From 3a5c7ce0fd275c7712fe0582bf15518595d338b8 Mon Sep 17 00:00:00 2001
From: VLG17 <41186174+VLG17@users.noreply.github.com>
Date: Mon, 7 Sep 2020 10:30:52 +0300
Subject: [PATCH] add note about Quota

changed note location as requested by mapalko
---
 .../hello-for-business/hello-cert-trust-adfs.md             | 6 +++---
 1 file changed, 3 insertions(+), 3 deletions(-)

diff --git a/windows/security/identity-protection/hello-for-business/hello-cert-trust-adfs.md b/windows/security/identity-protection/hello-for-business/hello-cert-trust-adfs.md
index a24af0e830..c6a05e42f4 100644
--- a/windows/security/identity-protection/hello-for-business/hello-cert-trust-adfs.md
+++ b/windows/security/identity-protection/hello-for-business/hello-cert-trust-adfs.md
@@ -145,6 +145,9 @@ Windows Server 2012 or later domain controllers support Group Managed Service Ac
 
 GMSA uses the Microsoft Key Distribution Service that is located on Windows Server 2012 or later domain controllers.  Windows uses the Microsoft Key Distribution Service to protect secrets stored and used by the GMSA.  Before you can create a GMSA, you must first create a root key for the service.  You can skip this if your environment already uses GMSA.
 
+>[!NOTE]
+> If the [default object creation quota for security principles](https://docs.microsoft.com/en-us/openspecs/windows_protocols/ms-adts/d55ca655-109b-4175-902a-3e9d60833012) is set, you will need to change it for the Group Managed Service Account in order to be able to register new devices. 
+
 #### Create KDS Root Key
 
 Sign-in a domain controller with _Enterprise Admin_ equivalent credentials.
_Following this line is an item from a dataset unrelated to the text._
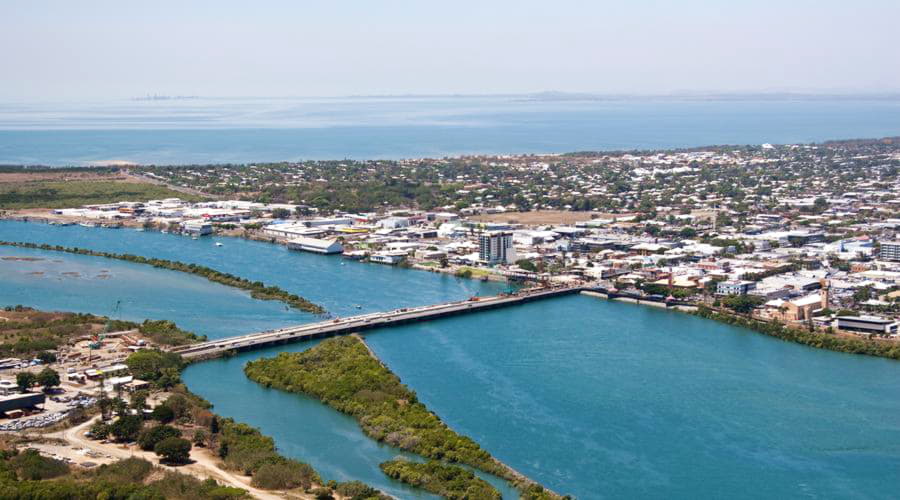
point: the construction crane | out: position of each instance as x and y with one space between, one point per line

@@ -152,9 +155,6 @@ Sign-in a domain controller with _Enterprise Admin_ equivalent credentials.
 1. Start an elevated Windows PowerShell console.
 2. Type `Add-KdsRootKey -EffectiveTime (Get-Date).AddHours(-10)`.
 
->[!NOTE]
-> If the [default object creation quota for security principles](https://docs.microsoft.com/en-us/openspecs/windows_protocols/ms-adts/d55ca655-109b-4175-902a-3e9d60833012) is set, you will need to change it for the Group Managed Service Account in order to be able to register new devices. 
-
 ### Windows Server 2008 or 2008 R2 Domain Controllers
 
 Windows Server 2008 and 2008 R2 domain controllers do not host the Microsoft Key Distribution Service, nor do they support Group Managed Service Accounts.  Therefore, you must use create a normal user account as a service account where you are responsible for changing the password on a regular basis.